AAEM supports the inclusion of language in the discussion draft relating to the transparency of Medicare data. AAEM is opposed to fraud and abuse in the Medicare system. Emergency physicians can serve as an important defense against billing fraud, but they are unable to do so if they are not allowed to see what is being collected in exchange for their services. A transparent system results in better patient outcomes and more efficient Federal healthcare programs.

Proposal
AAEM supports an addition to the current CFR Title 42, Part 424.80 [referenced below]. The following language would enhance billing transparency: "The billing entity shall provide the supplier with itemized monthly reports of the claims submitted and remittances received on behalf of the supplier."

Code of Federal Regulations - Title 42: Public Health PART 424.80 – Prohibition of reassignment of claims by suppliers

(2) Access to records. The supplier furnishing the service has unrestricted access to claims submitted by an entity for services provided by that supplier.

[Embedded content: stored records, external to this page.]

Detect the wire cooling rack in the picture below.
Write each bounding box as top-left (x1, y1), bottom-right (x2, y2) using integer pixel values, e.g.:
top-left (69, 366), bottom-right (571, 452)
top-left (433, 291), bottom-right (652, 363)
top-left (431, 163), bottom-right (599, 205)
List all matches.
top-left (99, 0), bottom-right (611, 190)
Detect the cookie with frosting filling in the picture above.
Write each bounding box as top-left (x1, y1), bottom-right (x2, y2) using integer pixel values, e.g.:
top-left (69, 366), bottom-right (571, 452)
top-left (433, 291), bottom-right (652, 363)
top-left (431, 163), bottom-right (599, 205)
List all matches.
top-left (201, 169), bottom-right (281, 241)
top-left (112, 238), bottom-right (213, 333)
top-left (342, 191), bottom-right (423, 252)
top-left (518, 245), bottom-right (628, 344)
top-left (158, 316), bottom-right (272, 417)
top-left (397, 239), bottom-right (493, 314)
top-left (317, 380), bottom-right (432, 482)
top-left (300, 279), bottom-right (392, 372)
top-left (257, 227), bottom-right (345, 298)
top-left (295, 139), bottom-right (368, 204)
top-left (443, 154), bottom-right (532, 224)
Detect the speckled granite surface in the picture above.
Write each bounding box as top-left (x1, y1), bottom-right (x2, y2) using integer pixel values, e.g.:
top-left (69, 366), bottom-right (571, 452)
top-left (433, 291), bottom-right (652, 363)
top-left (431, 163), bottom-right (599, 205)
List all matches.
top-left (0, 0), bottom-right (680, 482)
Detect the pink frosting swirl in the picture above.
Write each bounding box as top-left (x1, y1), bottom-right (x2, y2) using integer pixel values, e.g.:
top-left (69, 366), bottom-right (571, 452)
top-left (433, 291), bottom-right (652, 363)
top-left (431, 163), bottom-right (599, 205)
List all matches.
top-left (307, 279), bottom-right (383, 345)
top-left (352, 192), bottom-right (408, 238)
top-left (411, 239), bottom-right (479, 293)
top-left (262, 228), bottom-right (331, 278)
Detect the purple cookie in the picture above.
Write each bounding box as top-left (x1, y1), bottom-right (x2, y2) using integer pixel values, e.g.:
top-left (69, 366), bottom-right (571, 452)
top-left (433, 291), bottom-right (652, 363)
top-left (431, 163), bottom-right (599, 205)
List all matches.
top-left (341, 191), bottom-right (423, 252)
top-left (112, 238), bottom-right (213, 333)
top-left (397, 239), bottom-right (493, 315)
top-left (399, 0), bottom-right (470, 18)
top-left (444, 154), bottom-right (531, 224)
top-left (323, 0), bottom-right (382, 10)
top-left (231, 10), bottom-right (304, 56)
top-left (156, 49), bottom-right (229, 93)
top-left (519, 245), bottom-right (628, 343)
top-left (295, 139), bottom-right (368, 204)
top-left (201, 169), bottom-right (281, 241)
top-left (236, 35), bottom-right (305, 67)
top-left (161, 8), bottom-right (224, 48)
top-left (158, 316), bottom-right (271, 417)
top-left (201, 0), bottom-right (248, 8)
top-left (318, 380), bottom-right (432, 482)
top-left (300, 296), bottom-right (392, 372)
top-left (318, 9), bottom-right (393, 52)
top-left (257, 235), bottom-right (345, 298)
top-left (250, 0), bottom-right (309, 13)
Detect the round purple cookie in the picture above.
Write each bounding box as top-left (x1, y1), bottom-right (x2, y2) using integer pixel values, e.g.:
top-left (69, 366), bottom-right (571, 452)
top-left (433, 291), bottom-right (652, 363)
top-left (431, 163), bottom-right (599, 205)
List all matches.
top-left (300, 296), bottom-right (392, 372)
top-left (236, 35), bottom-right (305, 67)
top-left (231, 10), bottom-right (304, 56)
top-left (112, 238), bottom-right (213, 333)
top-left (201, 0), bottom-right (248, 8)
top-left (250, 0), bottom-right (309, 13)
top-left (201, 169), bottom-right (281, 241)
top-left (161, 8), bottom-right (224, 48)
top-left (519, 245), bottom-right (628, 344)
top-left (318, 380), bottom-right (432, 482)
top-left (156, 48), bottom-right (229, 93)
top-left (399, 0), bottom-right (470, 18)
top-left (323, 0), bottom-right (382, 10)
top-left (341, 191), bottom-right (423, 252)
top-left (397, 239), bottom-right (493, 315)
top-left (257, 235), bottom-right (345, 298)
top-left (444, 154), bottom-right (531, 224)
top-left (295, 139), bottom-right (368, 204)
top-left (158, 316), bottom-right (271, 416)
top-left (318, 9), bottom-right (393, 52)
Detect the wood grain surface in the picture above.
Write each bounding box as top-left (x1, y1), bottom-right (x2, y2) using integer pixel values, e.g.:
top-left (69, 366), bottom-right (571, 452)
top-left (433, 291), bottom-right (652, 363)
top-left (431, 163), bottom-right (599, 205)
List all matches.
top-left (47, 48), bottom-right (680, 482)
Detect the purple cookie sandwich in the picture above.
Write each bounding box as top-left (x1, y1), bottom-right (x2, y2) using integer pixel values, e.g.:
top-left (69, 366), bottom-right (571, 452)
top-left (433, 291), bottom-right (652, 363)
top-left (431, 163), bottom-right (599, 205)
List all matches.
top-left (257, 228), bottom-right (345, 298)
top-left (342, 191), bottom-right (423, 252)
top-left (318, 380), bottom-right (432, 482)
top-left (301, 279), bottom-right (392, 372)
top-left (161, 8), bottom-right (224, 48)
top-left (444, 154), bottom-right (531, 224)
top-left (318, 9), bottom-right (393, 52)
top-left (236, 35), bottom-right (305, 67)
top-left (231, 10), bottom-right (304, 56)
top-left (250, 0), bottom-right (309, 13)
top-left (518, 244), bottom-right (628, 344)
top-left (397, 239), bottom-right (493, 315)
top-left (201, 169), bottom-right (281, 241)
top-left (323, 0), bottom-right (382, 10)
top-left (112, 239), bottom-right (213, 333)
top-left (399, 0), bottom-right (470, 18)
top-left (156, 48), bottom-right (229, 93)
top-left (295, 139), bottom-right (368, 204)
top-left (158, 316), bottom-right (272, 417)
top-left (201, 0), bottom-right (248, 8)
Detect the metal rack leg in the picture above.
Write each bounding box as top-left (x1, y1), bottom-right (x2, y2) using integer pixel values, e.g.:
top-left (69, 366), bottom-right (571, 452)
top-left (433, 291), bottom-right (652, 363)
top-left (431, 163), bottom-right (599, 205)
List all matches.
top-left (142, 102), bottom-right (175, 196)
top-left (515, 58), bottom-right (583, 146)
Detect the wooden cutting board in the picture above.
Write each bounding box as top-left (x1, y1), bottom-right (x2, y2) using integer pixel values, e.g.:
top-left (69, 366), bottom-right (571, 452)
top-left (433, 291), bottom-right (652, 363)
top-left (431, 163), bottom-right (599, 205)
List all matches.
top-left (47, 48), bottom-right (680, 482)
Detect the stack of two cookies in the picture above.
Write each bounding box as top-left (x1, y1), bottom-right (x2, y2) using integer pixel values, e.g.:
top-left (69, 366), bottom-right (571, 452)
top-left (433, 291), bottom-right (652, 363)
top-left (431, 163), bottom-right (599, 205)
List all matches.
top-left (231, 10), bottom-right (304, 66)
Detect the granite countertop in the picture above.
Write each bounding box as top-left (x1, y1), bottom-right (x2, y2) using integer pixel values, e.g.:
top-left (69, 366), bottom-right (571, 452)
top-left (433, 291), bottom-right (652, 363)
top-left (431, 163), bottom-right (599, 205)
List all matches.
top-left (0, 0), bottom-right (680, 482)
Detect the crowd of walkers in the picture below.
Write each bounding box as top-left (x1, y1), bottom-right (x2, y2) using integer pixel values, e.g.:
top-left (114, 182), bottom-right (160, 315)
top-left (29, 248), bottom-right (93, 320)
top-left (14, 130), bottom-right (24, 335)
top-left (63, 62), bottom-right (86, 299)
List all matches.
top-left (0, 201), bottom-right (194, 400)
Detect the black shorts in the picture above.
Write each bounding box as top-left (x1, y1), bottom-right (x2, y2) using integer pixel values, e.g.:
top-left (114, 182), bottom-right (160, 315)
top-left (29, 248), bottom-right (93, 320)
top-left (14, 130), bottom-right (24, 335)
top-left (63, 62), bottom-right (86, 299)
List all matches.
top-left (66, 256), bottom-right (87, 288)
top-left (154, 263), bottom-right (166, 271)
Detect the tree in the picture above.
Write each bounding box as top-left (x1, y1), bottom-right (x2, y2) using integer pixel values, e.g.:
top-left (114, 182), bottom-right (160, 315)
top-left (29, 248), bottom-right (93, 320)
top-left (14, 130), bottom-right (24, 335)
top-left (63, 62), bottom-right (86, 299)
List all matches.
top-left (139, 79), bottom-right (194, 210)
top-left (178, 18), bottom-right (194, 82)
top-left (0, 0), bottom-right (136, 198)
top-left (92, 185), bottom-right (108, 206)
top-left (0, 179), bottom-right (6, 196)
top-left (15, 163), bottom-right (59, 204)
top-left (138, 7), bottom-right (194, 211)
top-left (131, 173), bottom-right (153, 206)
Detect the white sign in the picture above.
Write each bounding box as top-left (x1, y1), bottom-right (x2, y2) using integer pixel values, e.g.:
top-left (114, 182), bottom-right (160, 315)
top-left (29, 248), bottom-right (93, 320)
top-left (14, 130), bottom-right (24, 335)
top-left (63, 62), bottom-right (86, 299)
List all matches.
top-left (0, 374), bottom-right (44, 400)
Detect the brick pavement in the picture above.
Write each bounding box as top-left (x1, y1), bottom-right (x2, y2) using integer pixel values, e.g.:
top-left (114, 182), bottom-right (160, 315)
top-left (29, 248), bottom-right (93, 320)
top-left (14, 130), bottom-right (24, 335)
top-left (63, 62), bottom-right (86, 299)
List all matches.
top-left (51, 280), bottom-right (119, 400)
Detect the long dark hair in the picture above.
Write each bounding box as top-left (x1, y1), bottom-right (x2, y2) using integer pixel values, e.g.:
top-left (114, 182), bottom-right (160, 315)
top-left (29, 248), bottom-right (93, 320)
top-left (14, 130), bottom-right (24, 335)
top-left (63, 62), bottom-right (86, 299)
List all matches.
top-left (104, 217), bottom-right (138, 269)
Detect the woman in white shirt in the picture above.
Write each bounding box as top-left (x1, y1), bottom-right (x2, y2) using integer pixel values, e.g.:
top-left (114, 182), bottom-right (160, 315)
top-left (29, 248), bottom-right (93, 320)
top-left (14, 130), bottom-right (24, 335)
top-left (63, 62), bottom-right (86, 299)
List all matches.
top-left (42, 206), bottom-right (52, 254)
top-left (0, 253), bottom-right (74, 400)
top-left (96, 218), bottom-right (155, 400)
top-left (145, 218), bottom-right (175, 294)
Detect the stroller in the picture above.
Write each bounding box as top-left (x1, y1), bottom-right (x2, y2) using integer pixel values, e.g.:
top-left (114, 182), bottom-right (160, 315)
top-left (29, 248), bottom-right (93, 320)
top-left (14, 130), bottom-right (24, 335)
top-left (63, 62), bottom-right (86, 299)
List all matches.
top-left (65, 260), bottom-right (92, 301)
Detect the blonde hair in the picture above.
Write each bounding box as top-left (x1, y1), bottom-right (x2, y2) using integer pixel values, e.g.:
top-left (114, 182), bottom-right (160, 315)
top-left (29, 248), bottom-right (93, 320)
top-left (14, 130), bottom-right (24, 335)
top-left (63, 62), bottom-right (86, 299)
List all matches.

Taken together, these straightforward, common sense reforms will improve the physician practice environment and improve efficiency and patient outcomes. We look forward to the opportunity to provide you with additional information on these proposals.

Finally, we would like to express our strong support for medical liability reform. We appreciate the past efforts of Congress to fix our broken medical liability system, and we hope that your Committees will continue working to bring much needed reforms to this aspect of our judicial system. AAEM supports sovereign immunity for emergency physicians acting in a volunteer capacity or providing uncompensated care for the uninsured or Medicaid population under EMTALA. Emergency physicians experience the negative effects of rapidly rising liability insurance rates on a daily basis. In EDs across the country, physicians face challenges sustaining their practice due to skyrocketing insurance rates combined with the large numbers of uninsured or underinsured patients they treat. Under the current system, many emergency physicians find themselves unable to obtain needed specialty consultation for victims of trauma due to liability concerns.

The net effect of this broken system is the cost increase of healthcare through the practice of defensive medicine. The costs associated with defensive medicine force physicians to make difficult decisions to limit services, retire early, or relocate their practices to states where medical liability insurance premiums are more stable. Without Congressional action to address medical liability reform, the practice of defensive medicine will continue to be accepted as a new standard of care, and healthcare costs will grow at an unsustainable rate.

Thank you again for the opportunity to provide feedback on the SGR repeal discussion draft that you have developed. We look forward to having a robust dialogue with your Committees and hope to continue working with you on issues that are critical to the physician community. We welcome the opportunity to serve as a resource to you on issues impacting emergency care.